Before starting, the group move the drum kit to the opposite end of the room, effectively surrounding the audience… well if it were possible for two people to surround anything. They’re like Horses’ big brother band – the same jagged guitar riffs, breakneck drumming and shouted lo-fi vocals distorted through an amp. Where Horses’ songs never strayed the ‘prog’ side of a minute and a half, Thee Cuss Words stretch out with comparative epics, at times scraping the three minute mark! Charlie Wyatt’s grimy fret abuse is almost a distilled caricature of trad rock riffing (but played at 78rpm) and we are even treated to a couple of
solos… with guitar behind the head! Hyperactive drummer Tom Close pours beer over himself between songs and recklessly careers around his kit with a momentum that shows scant regard for health and safety. They manage to be gloriously unhinged while staying tightly on the beat, hurtling through the songs on their great debut EP “Even the Devil Went
Home and Barfed that Night” and more with a breakneck intensity that climaxes with Charlie discarding his guitar to distribute Tom’s spare drumsticks to the audience as everyone joins in with a thunderous drum finale that brings a great night to a suitable close.’

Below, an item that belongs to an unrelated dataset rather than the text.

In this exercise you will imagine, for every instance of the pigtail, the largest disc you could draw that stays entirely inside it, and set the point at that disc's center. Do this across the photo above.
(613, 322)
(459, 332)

![[image] [image]](http://i110.photobucket.com/albums/n112/neilcrud/cheapbands.jpg)
Having reviewed so many ‘big gigs’ and moaned with despair at the blanket Red or Black Cowelled coverage mainstream drossed out shit gets these days, it’s an absolute pleasure to find these gigs. This is the real underground – below the radar of even alternative radio. It’s a small club, an exclusive club, an ace club. Each town has one or two bands, or legionnaires who are in this club and they network. Many are 2-piece acts like Horses (or one piece, like Whales) and nights they play like this are the stuff of legend – myself, Kitty & Holmes will reminisce from our nursing home commodes about the seedy gigs where we’d see the likes of Skinny Limbs, Horses, Thee Cuss Words & The Not Onlys making an absolute glorious racket. We may even be wheeled out to be quoted (like the Sex Pistols’ hairstylist or The Clash’s masseuse does these days for those Punk Rock books and TV shows), and we’d paint a pretty picture of how it used to be before Karaoke Kings, Tribute Bands and X-Fuctor became the norm. Nights like this are priceless and exclusive, with just a few to enjoy the performance. Just a few to share the love of a field so far left it fell off the edge.